– Cela te rend fier, n’est-ce pas ? questionna Julia d’une voix douce-amère.
– Quoi donc ?
– D’être parti avec rien en poche et d’avoir aussi bien réussi.
– Pas toi ? Tu n’es pas fière de ton audace ? Tu n’es pas satisfaite lorsque tu vois un enfant jouer avec une peluche née de ton imagination ? Quand tu te promènes dans un centre commercial, et que tu découvres sur la devanture d’un cinéma l’affiche d’un film dont tu as inventé l’histoire, tu n’es pas fière ?
– Je me contente d’être heureuse, c’est déjà pas mal.
La voiture bifurqua vers l’air de repos. Julia se rangea le long d’un trottoir qui bordait une grande pelouse.
Anthony ouvrit sa portière et toisa sa fille juste avant de sortir.
– Tu m’emmerdes, Julia ! dit-il en s’éloignant Elle coupa le contact et posa la tête sur le volant.
– Mais qu’est-ce que je fais ici ?
Anthony traversa une zone de jeu réservée aux enfants et entra dans la station-service. Quelques instants plus tard, il revint les bras chargés d’un sac de provisions, ouvrit la portière et déposa ses courses sur la banquette.
– Va te rafraîchir, j'ai acheté de quoi te redonner des forces. Je surveillerai la voiture en t’attendant.
Julia obéit. Elle contourna les balançoires, évita le bac à sable et entra elle aussi dans la station-service.
Quand elle en ressortit, Anthony était allongé au bas d'un toboggan, les yeux rivés au ciel.
– Ca va ? demanda-t-elle, inquiète.
– Tu crois que je suis là-haut ?
Désemparée par la question, Julia s'assit sur l'herbe, juste à côté de lui. À son tour, elle leva la tête.
– Je n'en sais rien. J'ai longtemps cherché Tomas dans ces nuages. J'étais certaine de l'avoir reconnu plusieurs fois, et pourtant, il est en vie.
– Ta mère ne croyait pas en Dieu, moi si. Alors tu penses que j’y suis ou pas, au Paradis ?

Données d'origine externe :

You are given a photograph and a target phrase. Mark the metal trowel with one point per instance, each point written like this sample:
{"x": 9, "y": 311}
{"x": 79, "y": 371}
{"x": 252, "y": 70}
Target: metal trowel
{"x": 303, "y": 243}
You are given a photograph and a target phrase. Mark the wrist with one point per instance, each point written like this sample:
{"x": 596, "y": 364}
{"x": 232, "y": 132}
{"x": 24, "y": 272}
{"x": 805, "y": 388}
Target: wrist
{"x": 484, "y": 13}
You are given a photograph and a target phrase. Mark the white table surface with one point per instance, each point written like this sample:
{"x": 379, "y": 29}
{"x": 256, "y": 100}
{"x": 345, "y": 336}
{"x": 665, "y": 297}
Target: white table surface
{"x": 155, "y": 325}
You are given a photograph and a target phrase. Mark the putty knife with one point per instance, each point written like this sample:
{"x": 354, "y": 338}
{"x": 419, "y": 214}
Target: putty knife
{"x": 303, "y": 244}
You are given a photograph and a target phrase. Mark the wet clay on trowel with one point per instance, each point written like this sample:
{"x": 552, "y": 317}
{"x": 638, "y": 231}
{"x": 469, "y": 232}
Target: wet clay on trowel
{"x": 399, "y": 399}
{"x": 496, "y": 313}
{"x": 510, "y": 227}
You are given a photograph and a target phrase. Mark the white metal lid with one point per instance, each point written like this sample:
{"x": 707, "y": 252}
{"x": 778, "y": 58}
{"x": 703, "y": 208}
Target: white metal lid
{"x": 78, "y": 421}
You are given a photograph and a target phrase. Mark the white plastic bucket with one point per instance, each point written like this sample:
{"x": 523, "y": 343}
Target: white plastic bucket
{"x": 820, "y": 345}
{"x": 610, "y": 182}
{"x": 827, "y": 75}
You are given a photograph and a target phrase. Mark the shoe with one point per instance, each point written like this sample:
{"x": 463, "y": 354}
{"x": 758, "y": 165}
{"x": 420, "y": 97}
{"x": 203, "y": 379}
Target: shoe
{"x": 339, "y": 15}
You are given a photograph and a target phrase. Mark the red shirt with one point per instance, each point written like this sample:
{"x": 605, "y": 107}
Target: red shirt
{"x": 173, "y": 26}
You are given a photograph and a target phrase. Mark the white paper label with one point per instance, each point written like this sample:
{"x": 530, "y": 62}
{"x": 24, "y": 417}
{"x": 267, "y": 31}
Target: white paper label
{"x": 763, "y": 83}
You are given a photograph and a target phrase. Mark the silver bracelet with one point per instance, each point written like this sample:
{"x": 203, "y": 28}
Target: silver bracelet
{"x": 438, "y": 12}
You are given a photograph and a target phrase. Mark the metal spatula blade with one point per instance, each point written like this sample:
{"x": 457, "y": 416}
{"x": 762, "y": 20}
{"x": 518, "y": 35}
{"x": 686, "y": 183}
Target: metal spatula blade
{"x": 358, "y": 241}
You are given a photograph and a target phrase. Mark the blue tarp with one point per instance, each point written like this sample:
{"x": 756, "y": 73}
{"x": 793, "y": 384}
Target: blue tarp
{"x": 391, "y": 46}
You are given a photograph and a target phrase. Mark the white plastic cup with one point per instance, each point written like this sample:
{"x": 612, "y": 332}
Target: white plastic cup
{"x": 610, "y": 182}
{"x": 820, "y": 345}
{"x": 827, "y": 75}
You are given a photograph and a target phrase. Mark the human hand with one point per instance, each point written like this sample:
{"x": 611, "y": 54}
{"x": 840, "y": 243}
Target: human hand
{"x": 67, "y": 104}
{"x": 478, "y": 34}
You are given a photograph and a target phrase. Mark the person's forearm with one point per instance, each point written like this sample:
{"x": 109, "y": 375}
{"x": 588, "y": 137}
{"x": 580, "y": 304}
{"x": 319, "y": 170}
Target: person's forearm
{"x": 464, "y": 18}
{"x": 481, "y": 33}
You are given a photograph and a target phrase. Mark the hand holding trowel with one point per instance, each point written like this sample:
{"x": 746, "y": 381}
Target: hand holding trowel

– Pardonne-moi si je ne peux pas répondre à ta question, je n’y arrive pas.
– A croire en Dieu ?
– A accepter l’idée que tu es là, à côté de moi, que je te parle alors que…
– Alors que je suis mort ! Je te l’ai dit, apprends à ne plus avoir peur des mots. C’est important les mots justes.
Par exemple, si tu m’avais balancé plus tôt, Papa tu es un salaud et un imbécile qui n’a jamais rien compris à ma vie, un égoïste qui voulait façonner mon existence à l’image de la sienne ; un père comme beaucoup d’autres, qui me faisait du mal en se racontant que c’était pour mon bien quand c’était pour le sien, peut-être t’aurais-je entendue. Peut-être n’aurions-nous pas perdu tout ce temps, que nous aurions été amis. Avoue que cela aurait été chouette que nous soyons amis.
Julia resta silencieuse.
– Tiens, par exemple, voilà des mots justes : à défaut d’avoir été un bon père, j’aurais aimé être ton ami.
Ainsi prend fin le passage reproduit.